Kertész’s style shifted again with the long-breathed, darkly elegiac yet profoundly ironical prose-poem of Kaddish for the Unborn Child (1990), in which the narrator launches into an impassioned explanation of why he chooses not to father a child (of Jewish descent, he has survived in turn the anti-Semitism of pre-war Hungary, in a boarding school not dissimilar to Ottlik’s School on the Frontier, then Auschwitz, then the suppressed anti-Semitism of Communist Hungary), even though he loses his wife (also Jewish) in the process. Kertész’s Beckettian genius for wringing humour from the bleakest of subjects through his choice of the mot juste is most obviously displayed in The Union Jack (1991), a novella which perfectly captures the hysteria of Stalinist Hungary that provoked the 1956 Revolution, but the most touching of his works may be the short story ‘Sworn Statement’, a tale of a attempt to make a day-trip to Vienna after the ‘change of régime’ which is foiled by a customs officer – a story conceived to be counterpointed by and co-published with Esterházy’s above-mentioned ‘Life and Literature’. A major aid to understanding Kertész’s concerns and the literature that he was in dialogue with whilst composing most of the above works is provided by the notebook jottings of Galley Boat-Log (1992), whilst Someone Else (1997) is a series of acid-sharp sketches of his life in Hungary and, increasingly, around Europe (notably the German-speaking countries) as he starts to make his mark with the wider world.

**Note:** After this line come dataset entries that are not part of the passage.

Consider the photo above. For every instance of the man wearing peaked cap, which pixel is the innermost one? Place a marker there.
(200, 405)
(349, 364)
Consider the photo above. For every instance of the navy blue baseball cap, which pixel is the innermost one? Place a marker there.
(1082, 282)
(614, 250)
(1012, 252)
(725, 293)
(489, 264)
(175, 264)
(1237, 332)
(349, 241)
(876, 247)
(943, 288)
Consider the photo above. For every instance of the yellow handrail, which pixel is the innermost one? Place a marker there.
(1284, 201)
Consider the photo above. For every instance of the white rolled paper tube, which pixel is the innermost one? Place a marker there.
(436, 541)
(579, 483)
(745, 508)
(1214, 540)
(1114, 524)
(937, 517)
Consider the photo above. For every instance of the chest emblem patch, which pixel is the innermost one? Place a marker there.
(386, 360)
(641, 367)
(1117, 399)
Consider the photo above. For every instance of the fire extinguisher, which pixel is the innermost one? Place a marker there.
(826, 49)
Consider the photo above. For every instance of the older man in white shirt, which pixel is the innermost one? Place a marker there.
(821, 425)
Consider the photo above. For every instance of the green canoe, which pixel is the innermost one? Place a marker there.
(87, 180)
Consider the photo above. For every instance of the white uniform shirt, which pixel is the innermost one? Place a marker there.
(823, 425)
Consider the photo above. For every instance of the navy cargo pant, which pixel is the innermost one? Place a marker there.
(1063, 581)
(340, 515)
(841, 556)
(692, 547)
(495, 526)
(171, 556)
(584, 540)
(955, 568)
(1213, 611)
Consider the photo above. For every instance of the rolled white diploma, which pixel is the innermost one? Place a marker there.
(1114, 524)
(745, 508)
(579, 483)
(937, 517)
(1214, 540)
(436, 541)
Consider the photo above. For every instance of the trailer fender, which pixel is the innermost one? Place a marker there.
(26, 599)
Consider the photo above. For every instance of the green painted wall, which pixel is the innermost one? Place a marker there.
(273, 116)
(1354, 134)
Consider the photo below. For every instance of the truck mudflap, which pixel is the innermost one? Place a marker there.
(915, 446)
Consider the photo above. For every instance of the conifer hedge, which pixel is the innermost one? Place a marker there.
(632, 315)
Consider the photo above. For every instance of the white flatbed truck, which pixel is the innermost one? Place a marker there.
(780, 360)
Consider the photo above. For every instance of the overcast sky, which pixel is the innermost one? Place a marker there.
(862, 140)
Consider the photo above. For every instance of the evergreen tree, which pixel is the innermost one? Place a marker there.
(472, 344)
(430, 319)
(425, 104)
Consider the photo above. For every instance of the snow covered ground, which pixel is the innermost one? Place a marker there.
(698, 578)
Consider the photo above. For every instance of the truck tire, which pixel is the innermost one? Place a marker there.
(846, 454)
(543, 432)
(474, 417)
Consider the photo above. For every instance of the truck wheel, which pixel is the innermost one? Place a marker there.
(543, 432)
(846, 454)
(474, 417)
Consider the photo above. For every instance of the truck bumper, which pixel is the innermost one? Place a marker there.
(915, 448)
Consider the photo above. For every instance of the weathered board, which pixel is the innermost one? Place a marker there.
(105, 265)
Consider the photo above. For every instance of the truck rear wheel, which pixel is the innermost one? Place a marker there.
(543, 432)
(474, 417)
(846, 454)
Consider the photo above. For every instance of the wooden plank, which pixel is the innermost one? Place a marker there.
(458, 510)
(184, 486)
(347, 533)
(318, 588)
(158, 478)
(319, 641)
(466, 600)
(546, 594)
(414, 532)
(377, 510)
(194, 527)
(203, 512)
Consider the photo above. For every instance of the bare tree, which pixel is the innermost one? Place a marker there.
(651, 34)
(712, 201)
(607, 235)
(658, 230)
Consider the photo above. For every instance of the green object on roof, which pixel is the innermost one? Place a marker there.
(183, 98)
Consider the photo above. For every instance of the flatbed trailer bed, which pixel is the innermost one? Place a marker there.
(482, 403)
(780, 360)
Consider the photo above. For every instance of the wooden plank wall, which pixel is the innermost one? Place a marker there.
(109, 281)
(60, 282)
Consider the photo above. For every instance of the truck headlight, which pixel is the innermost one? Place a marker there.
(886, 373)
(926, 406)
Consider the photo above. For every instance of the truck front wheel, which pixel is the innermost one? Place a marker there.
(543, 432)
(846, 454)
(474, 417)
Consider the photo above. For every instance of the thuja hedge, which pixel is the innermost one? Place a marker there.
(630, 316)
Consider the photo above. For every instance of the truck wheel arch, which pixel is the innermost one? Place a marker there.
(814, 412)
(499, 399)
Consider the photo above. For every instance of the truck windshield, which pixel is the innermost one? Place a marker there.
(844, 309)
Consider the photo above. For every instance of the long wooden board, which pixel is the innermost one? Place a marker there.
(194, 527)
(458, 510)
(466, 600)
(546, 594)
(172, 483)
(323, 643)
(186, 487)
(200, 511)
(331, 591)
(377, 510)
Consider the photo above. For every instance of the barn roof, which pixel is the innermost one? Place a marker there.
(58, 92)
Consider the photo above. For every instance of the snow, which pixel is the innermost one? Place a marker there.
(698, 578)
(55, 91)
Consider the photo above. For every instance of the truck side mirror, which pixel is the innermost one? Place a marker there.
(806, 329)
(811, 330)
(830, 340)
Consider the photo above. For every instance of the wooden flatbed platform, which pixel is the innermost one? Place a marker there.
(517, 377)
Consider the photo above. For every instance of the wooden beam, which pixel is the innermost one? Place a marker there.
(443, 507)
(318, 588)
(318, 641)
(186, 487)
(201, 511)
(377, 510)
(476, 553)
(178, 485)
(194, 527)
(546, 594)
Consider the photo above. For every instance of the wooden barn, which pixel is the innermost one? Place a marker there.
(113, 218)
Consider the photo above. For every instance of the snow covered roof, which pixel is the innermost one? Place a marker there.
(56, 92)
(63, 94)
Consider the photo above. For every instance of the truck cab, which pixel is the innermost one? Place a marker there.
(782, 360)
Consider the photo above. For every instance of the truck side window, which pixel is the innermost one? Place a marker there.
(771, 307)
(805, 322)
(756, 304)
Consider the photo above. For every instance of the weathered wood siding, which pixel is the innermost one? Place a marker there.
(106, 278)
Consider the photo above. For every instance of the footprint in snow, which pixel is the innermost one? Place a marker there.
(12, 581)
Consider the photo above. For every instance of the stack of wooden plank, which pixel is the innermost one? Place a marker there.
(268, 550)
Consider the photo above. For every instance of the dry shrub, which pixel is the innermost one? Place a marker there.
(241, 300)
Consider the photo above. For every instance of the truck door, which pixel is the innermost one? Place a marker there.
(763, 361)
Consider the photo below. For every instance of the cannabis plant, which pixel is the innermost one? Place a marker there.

That really brings us to the nub of the matter. The approaches and types of subject encompassed by these contemporary Hungarian writers are not too many miles—perhaps not five miles, but not 5,000 miles either—from the general area of operations staked out by, say, John Barth, Robert Coover, Donald Barthelmé, William Gaddis, and David Foster Wallace. That is far from obvious from the extremely limited trickle of titles that ever make it into English, typically decades later. Then again, the standard of much of the translation leaves a lot to be desired: all too often a pale, if not grotesque caricature of the original. Goethe says somewhere that translators are like matchmakers singing the praises of half-veiled beauties, but he was not suggesting the aim would be to shroud them completely!

Whether through sins of omission or commission, indifference or incomprehension, then, much of the depth and variety of writing generated by the quiet revolution in Hungarian literature has passed the English-speaking markets by. We are the poorer for it.

Suggested Reading List:

Damagingly weak translations have been deliberately ignored (the year is that of first publication of the English translation).

Adám Bodor. The Euphrates at Babylon. (1991)
Péter Esterházy. Helping Verbs of the Heart. (1991).
—- The Glance of Countess Hahn-Hahn. (1994).
Milán Füst. The Story of My Wife (1989).
István Örkény. The Flower Show – The Toth Family (New Directions, 1982)
György Konrád. The Case Worker (1974).
—-. The City Builder (1977).
Dezsœ Kosztolányi. Anna Édes. (1991).
László Krasznahorkai. The Melancholy of Resistance. (1999).
Sándor Márai. Embers. (Knopf, 2001; N.B. From the German!).
—- Memoir of Hungary, 1944-1948 (Central European UP, 1996)
Péter Nádas. The End of a Family Story (1999).
—- Love. (Vintage, 2000).
—- A Book of Memories (1997)
Géza Ottlik. The School at the Frontier (1966).